Market testing shows the influence of this dimension in shifting the consumer's choice when the same product is displayed in an alternative package. Studies also show how companies have manipulated a variety of elements in packs designs to communicate the impression of lower in tar or milder cigarettes whereas the components were the same.

Some countries require cigarette packs to contain warnings about health hazards. The United States was the first, later followed by other countries including Canada, most of Europe, Australia, India, Hong Kong and Singapore. In 1985, Iceland became the first country to enforce graphic warnings on cigarette packaging. At the end of December 2010 new regulations from Ottawa increased the size of tobacco warnings to cover three quarters of the cigarette package in Canada. As of November 2010, 39 countries have adopted a similar legislation.

On February 2011, the Canadian government passed regulations requiring cigarette packs to contain twelve new images to cover 75 percent of the outside panel and eight new health messages on the inside panel with full color.

April 2011: The world's toughest laws on packages came from Australia. New Zealand, Canada and the United Kingdom considered similar policies. The Australian regulations require all packs to use a bland olive green, with 75 percent coverage on the front of the pack and all of the back consisting of graphic health warnings.
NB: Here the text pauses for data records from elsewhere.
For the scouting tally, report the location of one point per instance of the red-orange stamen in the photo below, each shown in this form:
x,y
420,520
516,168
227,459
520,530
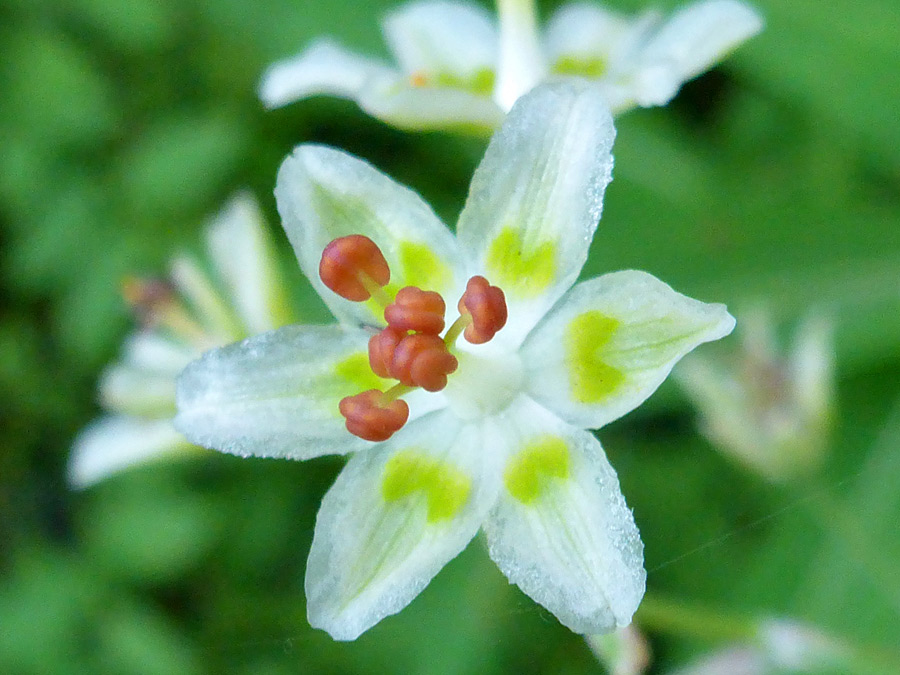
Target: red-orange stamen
x,y
350,266
487,306
422,360
372,418
416,310
381,350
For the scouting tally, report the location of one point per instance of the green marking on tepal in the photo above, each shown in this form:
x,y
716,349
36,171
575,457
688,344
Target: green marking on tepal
x,y
588,66
355,370
529,474
410,472
591,378
421,267
519,269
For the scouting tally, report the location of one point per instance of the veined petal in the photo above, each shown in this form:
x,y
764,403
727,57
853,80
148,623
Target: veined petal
x,y
407,106
536,198
324,193
277,394
394,517
114,443
324,67
692,40
611,342
244,256
561,530
444,44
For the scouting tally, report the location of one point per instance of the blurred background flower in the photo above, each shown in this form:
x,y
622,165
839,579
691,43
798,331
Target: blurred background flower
x,y
773,179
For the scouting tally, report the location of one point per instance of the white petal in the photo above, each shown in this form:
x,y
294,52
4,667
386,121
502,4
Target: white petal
x,y
451,44
431,108
112,444
536,198
561,530
323,68
324,193
690,42
581,38
394,517
521,64
143,381
611,342
244,256
276,394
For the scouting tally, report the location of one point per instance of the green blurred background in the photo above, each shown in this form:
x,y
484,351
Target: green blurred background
x,y
773,179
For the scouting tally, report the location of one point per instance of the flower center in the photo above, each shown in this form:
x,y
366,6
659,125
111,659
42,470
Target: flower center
x,y
411,350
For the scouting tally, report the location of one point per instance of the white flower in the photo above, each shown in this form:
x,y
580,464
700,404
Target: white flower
x,y
503,447
184,318
456,69
770,411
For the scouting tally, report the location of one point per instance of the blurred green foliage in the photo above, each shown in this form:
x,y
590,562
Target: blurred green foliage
x,y
774,179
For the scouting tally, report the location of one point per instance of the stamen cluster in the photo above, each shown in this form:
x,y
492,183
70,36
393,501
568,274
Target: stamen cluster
x,y
410,348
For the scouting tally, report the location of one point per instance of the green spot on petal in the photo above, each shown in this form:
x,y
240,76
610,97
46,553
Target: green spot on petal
x,y
521,269
422,268
529,474
591,67
357,373
410,472
591,378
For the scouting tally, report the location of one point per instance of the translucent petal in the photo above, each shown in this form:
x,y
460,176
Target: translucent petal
x,y
142,382
277,394
112,444
691,41
244,256
394,517
611,342
323,68
536,198
561,530
431,108
444,43
324,193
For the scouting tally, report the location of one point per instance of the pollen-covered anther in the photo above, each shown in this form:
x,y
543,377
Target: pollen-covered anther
x,y
416,310
354,267
424,361
381,350
372,417
487,306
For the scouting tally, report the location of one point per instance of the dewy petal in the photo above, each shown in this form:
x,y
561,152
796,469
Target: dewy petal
x,y
561,530
407,106
394,517
324,193
244,257
111,444
277,394
611,342
536,198
444,44
691,41
324,67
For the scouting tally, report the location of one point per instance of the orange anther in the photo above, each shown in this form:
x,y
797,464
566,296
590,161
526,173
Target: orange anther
x,y
423,360
371,418
351,265
416,310
381,350
487,306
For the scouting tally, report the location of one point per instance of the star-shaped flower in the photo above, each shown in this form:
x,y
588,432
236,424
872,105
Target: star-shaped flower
x,y
456,68
181,318
504,445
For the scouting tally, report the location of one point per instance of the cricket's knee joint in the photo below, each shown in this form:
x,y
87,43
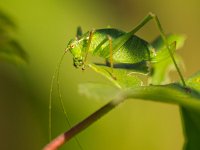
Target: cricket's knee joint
x,y
152,14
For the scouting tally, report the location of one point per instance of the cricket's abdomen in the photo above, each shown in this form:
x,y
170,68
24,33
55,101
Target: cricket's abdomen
x,y
133,51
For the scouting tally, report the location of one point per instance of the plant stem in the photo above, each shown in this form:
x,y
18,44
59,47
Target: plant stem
x,y
155,93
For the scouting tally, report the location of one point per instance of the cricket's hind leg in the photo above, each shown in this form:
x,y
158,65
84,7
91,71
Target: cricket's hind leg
x,y
87,48
110,62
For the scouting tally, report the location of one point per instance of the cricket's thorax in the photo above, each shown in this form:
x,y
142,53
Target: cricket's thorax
x,y
133,51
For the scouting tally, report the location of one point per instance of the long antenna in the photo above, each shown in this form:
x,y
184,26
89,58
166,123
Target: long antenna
x,y
56,75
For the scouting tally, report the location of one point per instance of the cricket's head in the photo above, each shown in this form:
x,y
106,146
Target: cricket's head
x,y
75,48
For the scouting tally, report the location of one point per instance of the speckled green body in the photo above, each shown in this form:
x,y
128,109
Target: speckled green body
x,y
134,50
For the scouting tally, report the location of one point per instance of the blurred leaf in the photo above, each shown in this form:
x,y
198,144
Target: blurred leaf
x,y
10,50
191,119
6,22
120,77
98,91
162,67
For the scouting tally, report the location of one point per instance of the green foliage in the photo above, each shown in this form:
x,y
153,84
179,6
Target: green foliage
x,y
130,87
10,49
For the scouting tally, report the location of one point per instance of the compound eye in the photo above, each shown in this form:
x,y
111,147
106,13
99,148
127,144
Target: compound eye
x,y
72,46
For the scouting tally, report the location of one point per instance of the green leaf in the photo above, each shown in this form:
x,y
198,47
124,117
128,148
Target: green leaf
x,y
163,62
120,77
187,99
191,119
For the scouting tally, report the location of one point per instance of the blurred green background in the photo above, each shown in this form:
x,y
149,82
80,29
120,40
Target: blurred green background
x,y
44,28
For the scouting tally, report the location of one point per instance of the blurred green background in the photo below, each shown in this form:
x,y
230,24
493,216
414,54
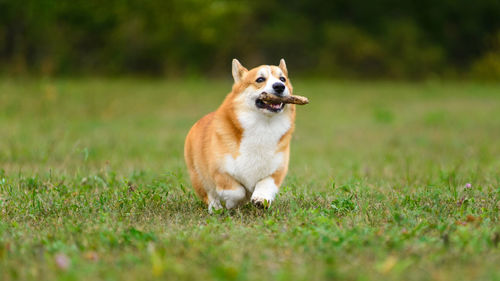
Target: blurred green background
x,y
386,39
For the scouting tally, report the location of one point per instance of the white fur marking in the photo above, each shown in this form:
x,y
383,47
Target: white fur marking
x,y
233,197
265,190
257,157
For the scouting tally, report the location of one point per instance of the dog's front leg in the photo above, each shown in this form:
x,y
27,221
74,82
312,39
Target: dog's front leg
x,y
229,190
265,192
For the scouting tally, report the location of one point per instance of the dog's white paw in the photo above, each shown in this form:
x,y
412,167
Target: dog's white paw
x,y
214,205
264,193
261,202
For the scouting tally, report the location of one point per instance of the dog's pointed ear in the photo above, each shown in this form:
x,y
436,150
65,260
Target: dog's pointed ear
x,y
238,70
283,67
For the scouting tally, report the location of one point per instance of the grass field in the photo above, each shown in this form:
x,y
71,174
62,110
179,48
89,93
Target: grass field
x,y
93,185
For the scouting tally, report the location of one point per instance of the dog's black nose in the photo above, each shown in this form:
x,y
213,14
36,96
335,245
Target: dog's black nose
x,y
279,88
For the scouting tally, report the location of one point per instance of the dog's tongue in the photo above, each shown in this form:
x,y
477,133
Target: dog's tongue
x,y
276,106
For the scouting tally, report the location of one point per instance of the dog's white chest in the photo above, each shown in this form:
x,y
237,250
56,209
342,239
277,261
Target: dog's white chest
x,y
257,157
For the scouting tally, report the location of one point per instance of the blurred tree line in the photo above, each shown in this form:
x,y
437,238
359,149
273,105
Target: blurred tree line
x,y
340,38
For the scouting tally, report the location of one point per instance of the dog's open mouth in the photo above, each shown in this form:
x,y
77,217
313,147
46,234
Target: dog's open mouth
x,y
271,106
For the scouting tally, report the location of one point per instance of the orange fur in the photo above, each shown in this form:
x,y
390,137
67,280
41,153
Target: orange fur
x,y
220,133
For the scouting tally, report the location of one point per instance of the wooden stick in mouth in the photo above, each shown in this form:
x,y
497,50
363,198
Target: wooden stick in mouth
x,y
284,99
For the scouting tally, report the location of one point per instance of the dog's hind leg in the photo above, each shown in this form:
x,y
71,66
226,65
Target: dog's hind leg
x,y
229,190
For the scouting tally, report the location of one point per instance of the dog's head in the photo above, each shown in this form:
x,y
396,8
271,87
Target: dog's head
x,y
249,84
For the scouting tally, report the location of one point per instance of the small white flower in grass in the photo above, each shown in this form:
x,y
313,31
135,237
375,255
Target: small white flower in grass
x,y
62,261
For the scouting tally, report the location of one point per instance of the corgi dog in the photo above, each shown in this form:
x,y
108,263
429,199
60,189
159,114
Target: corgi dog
x,y
240,152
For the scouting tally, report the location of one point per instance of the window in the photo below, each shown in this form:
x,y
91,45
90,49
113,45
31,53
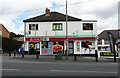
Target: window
x,y
87,26
57,26
33,26
29,32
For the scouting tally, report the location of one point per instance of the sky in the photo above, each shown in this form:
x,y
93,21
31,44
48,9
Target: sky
x,y
13,12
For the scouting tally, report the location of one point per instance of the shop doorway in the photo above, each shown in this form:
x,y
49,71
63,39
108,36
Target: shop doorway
x,y
34,48
71,47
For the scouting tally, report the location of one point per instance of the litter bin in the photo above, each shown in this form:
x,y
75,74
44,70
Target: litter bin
x,y
59,55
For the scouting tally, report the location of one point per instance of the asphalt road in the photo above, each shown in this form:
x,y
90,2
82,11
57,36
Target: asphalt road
x,y
17,67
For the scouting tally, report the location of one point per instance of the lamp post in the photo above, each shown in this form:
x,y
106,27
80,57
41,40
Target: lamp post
x,y
66,33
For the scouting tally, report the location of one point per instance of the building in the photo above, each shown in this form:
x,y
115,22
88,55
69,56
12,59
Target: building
x,y
4,32
103,43
46,34
19,38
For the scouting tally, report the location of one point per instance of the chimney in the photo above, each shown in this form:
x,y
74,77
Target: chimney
x,y
47,12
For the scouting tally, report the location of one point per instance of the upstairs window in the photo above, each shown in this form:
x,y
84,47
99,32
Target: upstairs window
x,y
33,26
87,26
57,26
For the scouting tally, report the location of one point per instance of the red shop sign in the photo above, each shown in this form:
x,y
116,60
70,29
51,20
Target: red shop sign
x,y
34,39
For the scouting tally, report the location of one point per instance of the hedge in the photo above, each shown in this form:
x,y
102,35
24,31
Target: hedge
x,y
10,44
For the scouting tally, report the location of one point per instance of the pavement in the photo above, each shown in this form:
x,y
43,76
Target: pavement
x,y
82,59
48,66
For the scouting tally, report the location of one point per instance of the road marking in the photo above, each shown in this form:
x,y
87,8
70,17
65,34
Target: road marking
x,y
82,71
9,69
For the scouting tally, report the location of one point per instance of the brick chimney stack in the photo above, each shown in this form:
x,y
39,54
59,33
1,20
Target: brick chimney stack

The only things that differentiate one brand from another are the product name in a standard color, standard position and standard font size and style. In response to these regulations Philip Morris International, Japan Tobacco Inc., British American Tobacco Plc. and Imperial Tobacco attempted to sue the Australian government. On August 15, 2012 the High Court of Australia dismissed the suit and made Australia the first country to introduce brand-free plain cigarette packaging with health warnings covering 90 percent and 70 percent of back and front packaging respectively. This took effect on December 1, 2012.